Inhibition of enzyme boosts NAD+
October 26, 2018. An article that appeared on October 24, 2018 in Nature reports the discovery of a mechanism that increases the body’s level of nicotinamide adenine dinucleotide (NAD+). NAD+ is a coenzyme that assists many metabolic enzymes, which are involved in the production of energy. The decline of NAD+ concentrations during aging have made the coenzyme the focus of research that has explored ways to increase it.
A team led by Johan Auwerx of the Ecole Polytechnique Fédérale de Lausanne demonstrated that the enzyme ACMSD, which limits the amount of NAD+ produced from tryptophan within the cells, controls NAD+ levels via a mechanism shared by both worms and mice. Blocking ACMSD was associated with an elevation in NAD+, improved function of the cells’ mitochondria, and greater activity of the enzyme Sirtuin 1 (involved in mitochondrial health), for which NAD+ is a coenzyme.
When the researchers tested two inhibitors of ACMSD in animal models of acute kidney injury and nonalcoholic fatty liver disease, kidney and liver function were preserved. "Since the enzyme is mostly found in the kidney and liver, we wanted to test the capacity of the ACMSD inhibitors to protect these organs from injury," explained first author Elena Katsyuba. "The fact that ACMSD is exclusively present only in the liver and kidneys reduces the risk of negative repercussions of its loss on other organs. Put simply, the enzyme will not be missed by an organ that does not have it anyway."
"Given the beneficial health effects of boosting NAD+ levels that we have seen in worm and mouse models of disease, we are looking forward to bringing these compounds soon to the clinic to the benefit of patients suffering from liver and kidney diseases, two areas with a large unmet clinical need," Dr Auwerx concluded.
Drug combo extends life in roundworm
October 24, 2018. A combination of drugs might be used someday to extend human life, according to research reported on October 8, 2018 in Developmental Cell.
"If we can find a way to extend healthy lifespan and delay aging in people, we can counteract the detrimental effects of an aging population, providing countries not only medical and economic benefits, but also a better quality of life for their people,” predicted lead researcher Jan Gruber, of Yale NUS College in Singapore. "We would benefit not only from having longer lives, but also spend more of those years free from age-related diseases like arthritis, cardiovascular disease, cancer, or Alzheimer's disease."

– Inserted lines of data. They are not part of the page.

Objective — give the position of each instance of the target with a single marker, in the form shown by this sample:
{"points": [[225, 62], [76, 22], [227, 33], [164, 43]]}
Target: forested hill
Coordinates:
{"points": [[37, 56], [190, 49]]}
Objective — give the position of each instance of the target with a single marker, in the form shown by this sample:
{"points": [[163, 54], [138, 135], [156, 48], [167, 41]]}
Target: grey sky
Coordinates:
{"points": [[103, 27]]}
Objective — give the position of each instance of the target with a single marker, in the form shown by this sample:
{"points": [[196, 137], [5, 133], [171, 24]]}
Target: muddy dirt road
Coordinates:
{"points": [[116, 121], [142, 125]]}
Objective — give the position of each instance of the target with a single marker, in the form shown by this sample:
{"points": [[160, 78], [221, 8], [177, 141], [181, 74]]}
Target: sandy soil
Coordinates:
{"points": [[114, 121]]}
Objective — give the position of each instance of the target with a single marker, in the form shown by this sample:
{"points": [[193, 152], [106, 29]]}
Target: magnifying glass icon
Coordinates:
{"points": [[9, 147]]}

Dr Gruber and colleagues evaluated different compounds in the roundworm C. elegans to determine whether lifespan extension could be enhanced by targeting of two or more mechanisms that included those involving the mitochondria, AMPK, mTOR, calorie restriction, and c-Jun N-terminal kinases (JNK). The team first confirmed the life-extending effects of the single compounds rapamycin, rifampicin, metformin, the potassium-channel blocker psora-4, the calorie restriction mimetic allantoin, torin-1, aspirin, manserin, loxapine succinate, juglone and cyclic AMP (cAMP). Of these compounds, rapamycin, rifampicin, metformin, psora-4 and allantoin were demonstrated to have consistent and reproducible lifespan benefits.

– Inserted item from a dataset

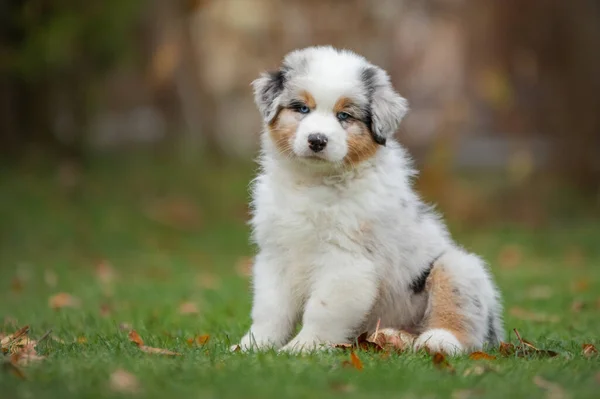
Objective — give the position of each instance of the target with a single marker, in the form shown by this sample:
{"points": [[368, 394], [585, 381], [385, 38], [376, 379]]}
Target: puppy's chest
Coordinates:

Subsequent research revealed two double- and two triple-drug combinations whose administration was associated with decreased biologic aging rate and synergistic average lifespan extension. The combinations included rifampicin plus rapamycin, rifampicin plus psora-4, and these two combinations with the addition of allantoin.
“The effect size of our best combination is comparable to that of the classical aging mutations and significantly exceeds that of any of the single drugs,” the authors write. “Our results suggest that targeting multiple distinct but interacting pathways within the gene-regulatory network of aging can result in synergistic benefits on aging and healthspan.”
Old age survival: an advancing front
October 22, 2018. An article that appeared on October 16, 2018 in the Proceedings of the National Academy of Sciences suggests that, contrary to some predictions, there may not be a fixed limit to human lifespan.
“Old-age mortality decline has driven recent lifespan increases, but there is no agreement about the age pattern of old-age deaths,” write Wenyun Zuo of Huazhong University of Science and Technology in China and colleagues. “For example, some argue that old-age deaths should become compressed at advanced ages, and others argue that old-age deaths should become more dispersed with age. Here we show, for five decades in 20 developed countries, that old-age survival follows an advancing front, like a traveling wave.”
The researchers analyzed annual life-tables for 20 countries in the Human Mortality Database for the years 1960-2010. They found that the front has advanced consistently during the five decades examined.
Among Dr Zuo and colleagues’ observations is that the definition of old age is changing. In Japan, for example, a woman had an approximately 80% chance of surviving past the age of 60 years in 1960, past the age of 70 in 1977, and past 80 in 2011. Correspondingly, the age at which individuals transition to disability has also been steadily increasing. This factor, along with increased economic growth and advances in health science research, are suggested as causes for the increasing delay in mortality.
“Our findings imply that we must welcome continued aging despite its challenges,” the authors conclude.
Omega 3-fatty acid EPA linked to healthy aging
October 19, 2018. An article appearing on October 17, 2018 in The BMJ concludes that having a higher level of the omega-3 polyunsaturated fatty acid (PUFA) eicosapentaenoic acid (EPA), found in fish and seafood, is associated with a greater likelihood of healthy aging among older men and women. According to the authors, healthy aging is defined as survival without such chronic diseases as cardiovascular disease, cancer, lung disease, and severe chronic kidney disease, and the absence of physical and cognitive dysfunction after the age of 65.
“With rapid ageing of populations globally and an increased prevalence of chronic disease, focus on longevity alone is shifting toward an emphasis on healthy ageing,” Heidi T. M. Lai, PhD, and colleagues write. “In contrast with years of total life, healthy aging can be considered as living a meaningful lifespan without chronic diseases and with intact physical and mental function.”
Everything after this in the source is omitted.